The Seljuk Madrassa
Summarised extracts from a full article, see resources below, where end notes, references and bibliography are given.
by: Foundation for Science Technology and Civilisation. Info@fstc.co.uk
Seljuk's made developments in the form, function and character of the mosque and expanded the use of Madrassa which, according to Van Berchem, first appeared in Kurassan early 10th century as an adaptation of the teacher's house to receive students. In the middle of` 11th century, the Madrassa was adopted by the Seljuk Emir Nizam Al-Mulk to become a public domain under his control, an inspiration from the Ghasnavids rulers of Persia who used it for teaching theology. The oldest Madrassa was founded by Nizam Al-Mulk in Baghdad in 1067 (but without a trace).
Evidence from the Madrassas that succeeded, (built between 1080 and 1092) at Kharghird in Khurasan, shows the use of four Iwan plan (Scerrato, (1980, p.72). However, Hattstein & Delius (2000) referred to another Madrassa known as the Khoja Mashad Madrassa (south of Tajikstan) as the oldest discovered Madrassa dating back to between 9th and 11th centuries. This displayed most of the features found in the Madrassas that followed at a later stage. This included the courtyard with four Iwans, and living chambers and study halls. However, the main portal was connected directly to the courtyard rather than through a vestibule as found in later Madrassas (Hattstein & Delius (2000 p.363). The southern side of this courtyard consisted of two large domed halls of similar size built of brick. The eastern hall was a mausoleum built in the 9th century was incorporated in the Madrassa while the second, more recent, was a mosque built in the 11th century.
The best surviving examples of Madrassas are those found in Anatolia, with their Iranian character including the use of the Iwan and the double minaret framing the portal. As in mosques, Anatolia converted the courtyard into a central domed area connecting to a number of chambers (rooms) which provided classes for students. These arrangements can be seen in the famous Karatay Madrassa in Konya founded (1251-1252) by Jelaleddin Karatay, a vizier of Sultan Izzeddin Keykavus. Here the courtyard was covered with huge dome perforated for the purpose of light, transforming it into a central area equipped with a pool for ablution.

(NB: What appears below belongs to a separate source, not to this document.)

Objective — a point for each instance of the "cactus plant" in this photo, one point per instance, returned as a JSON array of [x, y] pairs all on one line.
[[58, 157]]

The Iwan is located on the west while the portal, which falls out of axis with the Iwan, is enframed by the Pishtaq and decorated with Syrian inspired knot design, lattice work, and polychromy as well as with the classic Seljuk Muqarnas. The dome was treated with particular care supported at its base by huge fan like connecting triangular structures (a total of 5 in each corner), each one evoking the name of Prophets, Muhammed, Issa (Jesus), and Mussa (Moses) giving it the symbolic appearance of the universal tent extending to the four corners of the universe and supported on these 5 pillars.
In decorative terms, the dome was covered with blue and black glazed tiles in the supporting pendentives (fans), the base of the dome is covered with a circular band of calligraphy, and its main body was covered with rosettes of blue centre and black outer looking like bursting stars. These meanings were also expressed in the decoration of other parts and walls of the building reflecting the dominant Sufi traditions dominating this particular period. This dome set precedent for Anatolian architects and artists quickly spreading in this region.
It was imitated in the Ince Minare Madrassa (Konya 1265), which does not substantially differ from Karatay but more famous for its portal which represents one of the most opulent works of Seljuk architectural decoration (Scerrato, 1980) with its Thuluth Naskhi type of calligraphy presented like a tapestry motif incorporating some vegetal (leaf and fruit) motifs. The whole composition created a baroque effect (figure 10), a style which later appeared in Europe in the 16th century.